- Location of Rosa Panduro in the Putumayo Province
- Coordinates: 1°47′47″S 73°24′28″W﻿ / ﻿1.79639°S 73.40778°W
- Country: Peru
- Region: Loreto
- Province: Putumayo
- Created: April 10, 2014
- Capital: Santa Mercedes
- Subdivisions: 1 populated center

Government
- • Mayor: Nicer Vargas Garcia (2019-2022)

Area
- • Total: 7,166.65 km^{2} (2,767.06 sq mi)
- Elevation: 34 m (112 ft)

Population (2017)
- • Total: 520
- • Density: 0.073/km^{2} (0.19/sq mi)
- Time zone: UTC-5 (PET)
- UBIGEO: 160802
- Website: www.munirosapanduro.gob.pe

= Rosa Panduro District =

Rosa Panduro District is a district of the Putumayo Province in Peru, and one of the four districts that comprise that province.

== History ==
Rosa Panduro was part of Maynas Province until April 17, 2014 when it was created as District by Law N° 30186 as part of Putumayo Province.
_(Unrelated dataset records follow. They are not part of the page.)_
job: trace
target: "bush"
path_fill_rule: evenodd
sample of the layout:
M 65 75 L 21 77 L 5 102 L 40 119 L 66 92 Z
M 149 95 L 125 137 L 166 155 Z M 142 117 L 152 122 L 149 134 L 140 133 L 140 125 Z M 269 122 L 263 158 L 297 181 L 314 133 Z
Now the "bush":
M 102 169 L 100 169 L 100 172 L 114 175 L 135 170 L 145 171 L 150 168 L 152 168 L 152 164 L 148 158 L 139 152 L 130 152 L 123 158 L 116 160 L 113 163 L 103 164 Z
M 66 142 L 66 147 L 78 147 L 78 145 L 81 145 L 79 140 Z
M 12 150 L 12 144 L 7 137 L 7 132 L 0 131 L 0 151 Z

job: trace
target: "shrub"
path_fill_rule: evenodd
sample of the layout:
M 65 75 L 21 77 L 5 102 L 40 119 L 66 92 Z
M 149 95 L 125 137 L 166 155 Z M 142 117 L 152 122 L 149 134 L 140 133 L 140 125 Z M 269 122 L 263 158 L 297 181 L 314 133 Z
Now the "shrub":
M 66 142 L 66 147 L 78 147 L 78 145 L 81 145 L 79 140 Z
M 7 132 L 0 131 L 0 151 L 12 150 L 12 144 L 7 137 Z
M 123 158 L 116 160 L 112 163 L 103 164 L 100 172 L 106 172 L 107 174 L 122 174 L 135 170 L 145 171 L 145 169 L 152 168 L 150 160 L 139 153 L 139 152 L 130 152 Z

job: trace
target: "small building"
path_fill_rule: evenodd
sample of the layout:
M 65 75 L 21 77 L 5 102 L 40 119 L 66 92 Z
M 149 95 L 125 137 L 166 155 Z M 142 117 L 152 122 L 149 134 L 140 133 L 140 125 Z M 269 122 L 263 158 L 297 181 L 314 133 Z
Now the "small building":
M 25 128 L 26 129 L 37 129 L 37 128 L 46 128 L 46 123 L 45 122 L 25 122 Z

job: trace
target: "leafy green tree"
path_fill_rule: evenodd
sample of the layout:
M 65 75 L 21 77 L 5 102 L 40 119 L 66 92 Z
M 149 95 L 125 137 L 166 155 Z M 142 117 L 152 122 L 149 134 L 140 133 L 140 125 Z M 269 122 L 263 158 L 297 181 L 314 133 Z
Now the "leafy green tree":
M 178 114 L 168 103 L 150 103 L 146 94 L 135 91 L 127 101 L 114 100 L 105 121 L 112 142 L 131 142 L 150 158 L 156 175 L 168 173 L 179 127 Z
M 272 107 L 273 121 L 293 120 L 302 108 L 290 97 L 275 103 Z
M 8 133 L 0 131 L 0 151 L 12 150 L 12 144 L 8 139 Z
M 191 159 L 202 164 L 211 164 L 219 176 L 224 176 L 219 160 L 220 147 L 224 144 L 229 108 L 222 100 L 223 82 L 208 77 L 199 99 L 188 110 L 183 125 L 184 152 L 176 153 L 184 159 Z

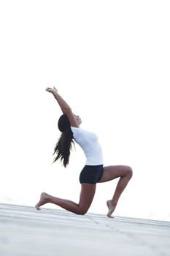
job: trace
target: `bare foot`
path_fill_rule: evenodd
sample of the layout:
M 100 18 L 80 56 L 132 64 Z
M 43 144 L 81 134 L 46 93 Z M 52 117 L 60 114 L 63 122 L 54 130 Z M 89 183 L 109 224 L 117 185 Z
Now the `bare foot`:
M 115 211 L 115 208 L 116 208 L 116 205 L 117 203 L 113 203 L 112 201 L 112 200 L 109 200 L 108 201 L 107 201 L 107 207 L 108 207 L 108 213 L 107 213 L 107 217 L 109 217 L 109 218 L 114 218 L 113 216 L 112 216 L 113 211 Z
M 35 208 L 36 210 L 41 210 L 40 206 L 44 204 L 48 203 L 47 198 L 49 197 L 49 195 L 45 192 L 42 192 L 40 196 L 39 201 L 35 205 Z

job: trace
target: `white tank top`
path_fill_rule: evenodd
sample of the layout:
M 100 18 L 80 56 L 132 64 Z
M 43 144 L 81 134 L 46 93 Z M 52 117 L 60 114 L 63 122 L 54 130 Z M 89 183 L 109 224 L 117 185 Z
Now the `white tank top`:
M 103 165 L 102 149 L 95 133 L 71 127 L 73 138 L 83 150 L 87 165 Z

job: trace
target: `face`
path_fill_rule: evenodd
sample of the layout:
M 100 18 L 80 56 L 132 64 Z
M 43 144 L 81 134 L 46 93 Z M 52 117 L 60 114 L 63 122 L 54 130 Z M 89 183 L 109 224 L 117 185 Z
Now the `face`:
M 80 118 L 80 117 L 79 116 L 77 116 L 77 115 L 74 115 L 75 118 L 76 118 L 76 120 L 77 121 L 77 123 L 79 124 L 80 124 L 82 123 L 82 119 Z

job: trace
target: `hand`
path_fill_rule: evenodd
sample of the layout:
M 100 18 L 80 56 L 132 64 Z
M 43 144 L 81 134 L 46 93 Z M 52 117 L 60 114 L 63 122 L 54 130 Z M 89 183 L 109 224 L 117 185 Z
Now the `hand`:
M 58 90 L 56 89 L 55 87 L 53 87 L 53 88 L 47 87 L 46 89 L 46 91 L 48 91 L 48 92 L 51 92 L 53 94 L 54 94 L 55 93 L 58 92 Z

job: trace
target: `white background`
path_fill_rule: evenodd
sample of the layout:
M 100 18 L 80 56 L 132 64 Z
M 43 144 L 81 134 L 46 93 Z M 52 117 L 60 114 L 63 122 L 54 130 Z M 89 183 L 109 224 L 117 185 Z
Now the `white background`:
M 67 169 L 52 164 L 55 86 L 98 134 L 104 165 L 133 168 L 115 215 L 170 220 L 169 13 L 163 0 L 1 1 L 1 203 L 78 201 L 81 149 Z M 107 213 L 116 184 L 98 185 L 90 211 Z

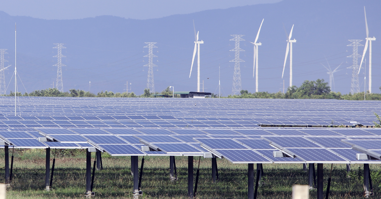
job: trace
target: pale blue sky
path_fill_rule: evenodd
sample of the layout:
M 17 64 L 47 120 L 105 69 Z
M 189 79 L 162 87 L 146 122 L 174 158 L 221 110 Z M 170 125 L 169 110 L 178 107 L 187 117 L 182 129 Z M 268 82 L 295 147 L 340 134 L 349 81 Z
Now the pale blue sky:
M 145 19 L 282 0 L 13 0 L 3 1 L 0 10 L 11 16 L 45 19 L 73 19 L 101 15 Z

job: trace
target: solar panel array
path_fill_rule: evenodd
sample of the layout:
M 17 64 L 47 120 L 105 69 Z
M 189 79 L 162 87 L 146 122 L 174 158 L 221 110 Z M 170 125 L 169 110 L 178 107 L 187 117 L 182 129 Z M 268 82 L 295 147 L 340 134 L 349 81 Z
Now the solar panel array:
M 0 142 L 16 148 L 95 147 L 112 156 L 211 153 L 235 163 L 379 162 L 357 159 L 352 149 L 381 140 L 378 129 L 257 125 L 372 126 L 373 113 L 381 111 L 377 101 L 20 97 L 14 116 L 14 99 L 0 100 Z

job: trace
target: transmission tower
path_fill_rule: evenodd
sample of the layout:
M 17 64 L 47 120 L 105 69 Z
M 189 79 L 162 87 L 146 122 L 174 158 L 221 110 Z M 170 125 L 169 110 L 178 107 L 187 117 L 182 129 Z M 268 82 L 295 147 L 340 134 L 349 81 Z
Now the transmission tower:
M 5 52 L 7 49 L 0 49 L 0 94 L 5 94 L 5 77 L 4 75 L 4 62 L 7 62 L 4 59 L 4 54 L 8 54 Z
M 53 66 L 57 66 L 57 82 L 56 83 L 56 87 L 60 92 L 64 92 L 64 84 L 62 83 L 62 70 L 61 67 L 66 66 L 66 65 L 62 64 L 61 63 L 61 57 L 66 57 L 64 55 L 61 54 L 61 49 L 66 48 L 66 47 L 63 45 L 64 43 L 54 43 L 57 46 L 53 47 L 53 48 L 58 48 L 58 54 L 53 56 L 53 57 L 57 57 L 58 63 L 56 64 L 53 65 Z
M 352 68 L 352 80 L 351 85 L 351 93 L 360 92 L 360 84 L 359 83 L 359 71 L 360 69 L 360 66 L 357 64 L 357 59 L 361 56 L 357 54 L 357 50 L 359 46 L 363 46 L 359 42 L 362 41 L 361 40 L 349 40 L 349 41 L 352 43 L 347 45 L 348 46 L 353 47 L 353 54 L 347 56 L 347 57 L 353 58 L 353 65 L 348 67 L 347 68 Z
M 149 89 L 150 92 L 155 92 L 153 67 L 154 66 L 157 66 L 157 65 L 152 64 L 152 59 L 154 57 L 157 57 L 157 56 L 152 53 L 152 48 L 157 48 L 157 46 L 154 45 L 154 44 L 156 43 L 156 42 L 144 42 L 144 43 L 148 45 L 144 47 L 148 48 L 148 54 L 144 56 L 144 57 L 148 57 L 148 64 L 143 66 L 148 67 L 148 78 L 147 80 L 147 88 Z
M 231 62 L 234 62 L 234 73 L 233 75 L 233 90 L 232 94 L 235 95 L 239 93 L 242 89 L 241 85 L 241 69 L 240 67 L 239 62 L 245 61 L 239 58 L 239 52 L 245 51 L 239 48 L 239 41 L 244 41 L 245 40 L 241 38 L 244 36 L 243 35 L 231 35 L 231 36 L 234 37 L 234 38 L 230 40 L 230 41 L 235 41 L 235 48 L 234 49 L 230 50 L 230 51 L 234 51 L 235 53 L 235 58 Z

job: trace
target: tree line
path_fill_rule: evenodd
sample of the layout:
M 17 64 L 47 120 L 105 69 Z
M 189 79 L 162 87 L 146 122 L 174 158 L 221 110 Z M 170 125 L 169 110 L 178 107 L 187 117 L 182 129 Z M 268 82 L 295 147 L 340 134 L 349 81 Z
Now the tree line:
M 270 93 L 267 92 L 249 92 L 247 90 L 242 90 L 239 95 L 229 95 L 221 98 L 270 98 L 284 99 L 336 99 L 348 100 L 363 100 L 364 92 L 355 94 L 342 94 L 340 92 L 331 91 L 327 82 L 323 79 L 318 79 L 316 81 L 306 80 L 299 87 L 296 86 L 289 87 L 285 93 L 280 91 Z M 381 89 L 381 87 L 380 88 Z M 70 89 L 69 92 L 61 92 L 56 88 L 35 90 L 29 93 L 26 92 L 23 95 L 20 92 L 17 96 L 35 97 L 154 97 L 153 95 L 165 95 L 172 96 L 173 92 L 169 86 L 161 92 L 151 92 L 149 89 L 144 89 L 143 93 L 140 96 L 131 92 L 114 92 L 112 91 L 104 92 L 103 91 L 95 94 L 89 91 L 82 90 Z M 14 96 L 15 93 L 12 91 L 5 96 Z M 178 95 L 174 95 L 175 97 L 179 97 Z M 207 97 L 218 98 L 218 96 L 214 93 Z M 381 94 L 369 93 L 367 92 L 366 99 L 368 100 L 381 100 Z

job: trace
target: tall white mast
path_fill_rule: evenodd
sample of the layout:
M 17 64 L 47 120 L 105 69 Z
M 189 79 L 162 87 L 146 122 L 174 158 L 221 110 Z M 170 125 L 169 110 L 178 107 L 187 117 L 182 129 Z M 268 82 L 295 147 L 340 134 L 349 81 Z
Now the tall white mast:
M 16 95 L 17 94 L 17 71 L 16 70 L 16 24 L 14 24 L 14 116 L 16 116 Z

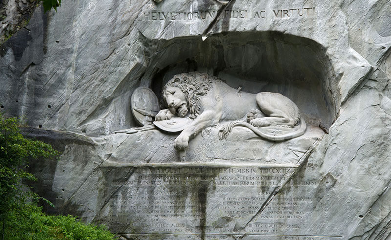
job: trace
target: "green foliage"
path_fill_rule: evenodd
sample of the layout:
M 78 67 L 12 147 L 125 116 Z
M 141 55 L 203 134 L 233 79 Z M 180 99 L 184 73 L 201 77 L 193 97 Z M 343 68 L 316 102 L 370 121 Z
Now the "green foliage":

The district is named after a housewife who participated in the Ecuadorian–Peruvian War.

==Geography==
The district has a total land area of 7,155,65 km^{2}. Its administrative center is located 34 meters above sea level.

=== Boundaries ===
- By the north: Teniente Manuel Clavero District;
- By the est: Colombia Republic;
- By the south and sudwest: Putumayo District and, Napo District and Torres Causana District (Maynas Province).

== Authorities ==
The current mayor of the district is Delmer Ricopa Coquinche (Movimiento Integración Loretana).